The city also has a suicide rate--about 20 annually per 100,000 population--that consistently ranks it the top in the nation. The Golden Gate Bridge claims more such victims than any other structure or site in the world. There have been 776 confirmed suicides since the span opened in 1937.

"San Francisco is a great town to eat in and get drunk in," says one financial-district secretary, "but it's not so great for single women. I find all my boyfriends in the suburbs." According to data from the 1980 census, 53 percent of the city's residents are unmarried. An estimated 15 to 20 percent are homosexual.

Downs and Ups

The population of San Francisco hit a peak of 775,000 right after World war II and then went into a slow but steady decline that continued until 1980. between 1970 and 1980, it dropped to 678,974--but in recent years, some 5,000 new residents have been moving in every six months. The population, now at 705,700, is youthful and well-to-do. Median income is about $30,000 and median age is 34.1.

The varied character of the residents is shown by the city's 37 foreign-language newspapers and by the fact that 1 out of 3 residents comes from a home where a language other than English is spoken. "We have a very diverse population, no question about it," says Supervisor Louise Renee. "But the striking thing is that even though we are not all alike, we all get along."

One of the city's more pleasant statistics is a declining crime rate, down 6.8 percent in May from the same month a year ago. Homicides were the fewest since 1967, the rape total was a 20-year low, and the burglary count was the lowest since 1966.

A corporate city and financial hub, San Francisco is home to such business giants as Levi Strauss, Bank of America and the Bechtel Group. The Silicon Valley, heartland of American high techonology, and the Napa Valley, where some of the world's finest wines are produced, are nearby.

Concern that the downtown sector was losing its identity as a result of a 20-year boom in hotel and office construction led to development of a master plan said to be the toughest in the nation. The plan targets 260 building for preservation, dictates the height and bulk of new structures and requires open spaces to break the monotony of tall, stark buildings. New high-rises must not block sunlight from existing parks.

"San Francisco has an exciting skyline, but if development continues the way it has over the past 20 years, we'd look like Manhattan," says a senior planning-department official. "It's time to slow down a little."

Feinstein at the Helm

Overseeing this cautious growth is Mayor Dianne Feinstein, 51, who was catapulted into office in 1978 when Mayor George Moscone and Supervisor Harvey Milk were shot and killed in City Hall by former Supervisor Dan White. Her credits include unifying the city, torn apart by the murders, and keeping the budget in the black every year she has been in office. While may large cities are in states of financial woe, San Francisco enjoys a 15.2-million-dollar surplus that is expected to bring tax cuts, increased services and new jobs.

Not Everybody Is Happy

Feinstein has come under attack, though.
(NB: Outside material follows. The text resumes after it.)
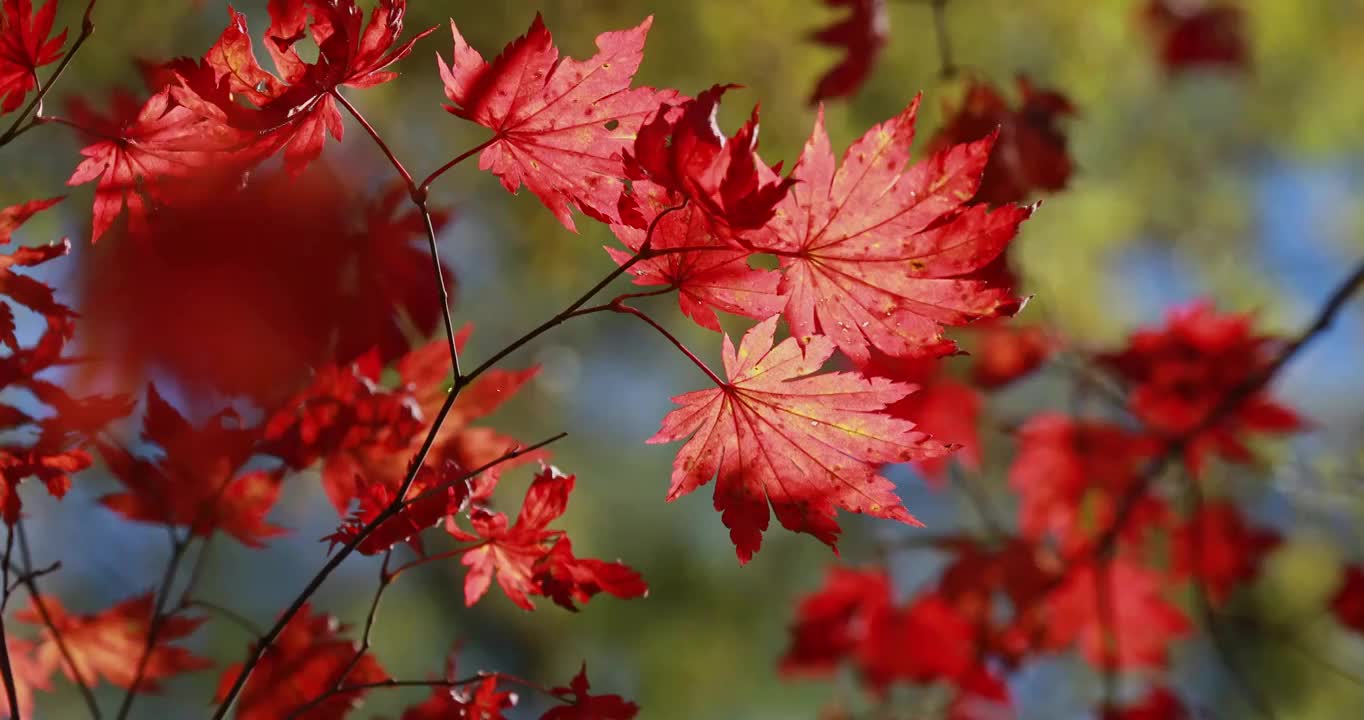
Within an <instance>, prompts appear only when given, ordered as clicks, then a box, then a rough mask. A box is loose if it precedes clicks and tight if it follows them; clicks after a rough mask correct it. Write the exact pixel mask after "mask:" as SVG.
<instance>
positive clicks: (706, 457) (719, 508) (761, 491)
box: [649, 316, 948, 563]
mask: <svg viewBox="0 0 1364 720" xmlns="http://www.w3.org/2000/svg"><path fill="white" fill-rule="evenodd" d="M777 319H779V318H777V316H772V318H768V319H767V320H764V322H761V323H758V325H757V326H754V327H753V329H752V330H749V331H747V333H746V334H745V335H743V341H742V342H741V345H739V350H738V352H735V349H734V344H732V342H731V341H730V337H728V335H726V337H724V368H726V374H727V378H728V382H727V383H726V385H723V386H720V387H716V389H713V390H697V391H693V393H686V394H683V395H678V397H675V398H672V401H674V402H677V404H678V405H681V408H678V409H675V410H672V412H671V413H670V415H668V416H667V417H664V419H663V427H662V428H660V430H659V432H657V434H656V435H655V436H653V438H651V439H649V442H652V443H664V442H674V440H681V439H683V438H689V436H690V439H689V440H687V442H686V445H683V446H682V449H681V450H679V451H678V457H677V461H675V462H674V465H672V484H671V488H670V490H668V500H670V502H671V500H675V499H678V498H681V496H682V495H686V494H689V492H692V491H694V490H696V488H698V487H701V485H705V484H707V483H709V481H711V479H712V477H719V480H717V483H716V487H715V509H716V510H719V511H720V513H722V520H723V521H724V525H726V526H727V528H730V539H731V540H732V541H734V545H735V551H737V552H738V556H739V562H741V563H746V562H747V560H749V559H750V558H752V556H753V554H754V552H757V550H758V547H760V545H761V543H762V532H764V530H767V528H768V520H769V513H768V506H771V507H772V511H775V513H776V518H777V521H780V522H782V525H783V526H784V528H787V529H790V530H794V532H803V533H810V535H813V536H816V537H818V539H820V540H821V541H824V543H827V544H828V545H829V547H836V540H837V536H839V532H840V528H839V525H837V522H835V518H833V515H835V510H836V509H844V510H850V511H854V513H865V514H869V515H874V517H881V518H891V520H898V521H900V522H906V524H911V525H913V524H918V521H915V520H914V518H913V517H911V515H910V514H908V513H907V511H906V510H904V506H902V505H900V499H899V498H898V496H896V495H895V485H893V484H892V483H891V481H889V480H887V479H885V477H881V476H880V475H877V469H878V468H880V466H881V465H883V464H887V462H906V461H911V460H925V458H929V457H937V455H941V454H944V453H947V450H948V447H947V446H944V445H941V443H938V442H936V440H932V439H929V438H928V435H925V434H922V432H918V431H915V430H914V424H913V423H908V421H906V420H898V419H893V417H891V416H888V415H884V413H883V412H881V410H883V409H884V408H885V406H887V405H891V404H892V402H896V401H899V400H900V398H903V397H904V395H907V394H908V393H910V391H911V389H910V387H907V386H904V385H900V383H895V382H891V380H887V379H884V378H863V376H861V375H857V374H852V372H829V374H824V375H816V372H818V370H820V368H821V367H822V365H824V361H825V360H828V359H829V356H831V355H833V342H832V341H831V340H829V338H825V337H822V335H816V337H810V338H805V340H806V345H805V346H803V348H802V346H801V345H799V344H798V342H797V338H787V340H784V341H782V344H779V345H776V346H775V348H773V334H775V333H776V323H777Z"/></svg>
Her opposition to a gun-control ordinance that was later overturned by a state appeals court resulted in a recall attempt. Some observers claim that Feinstein's veto of an ordinance that would have granted benefits to partners of unmarried city employes was an effort to stand up to the powerful homosexual community.

The political and economic clout of homosexuals here is considerable. A recent survey conducted by the California Voice, a newspaper oriented to the homosexual community, shows that its average reader has an annual income of $24,000. Fifty-six percent hold management positions, 87 percent have bachelor-of-arts degrees and 43 percent graduate degrees. A Municipal Court judge and a member of the Board of Supervisors are homosexual, as are some members of the police and planning commissions.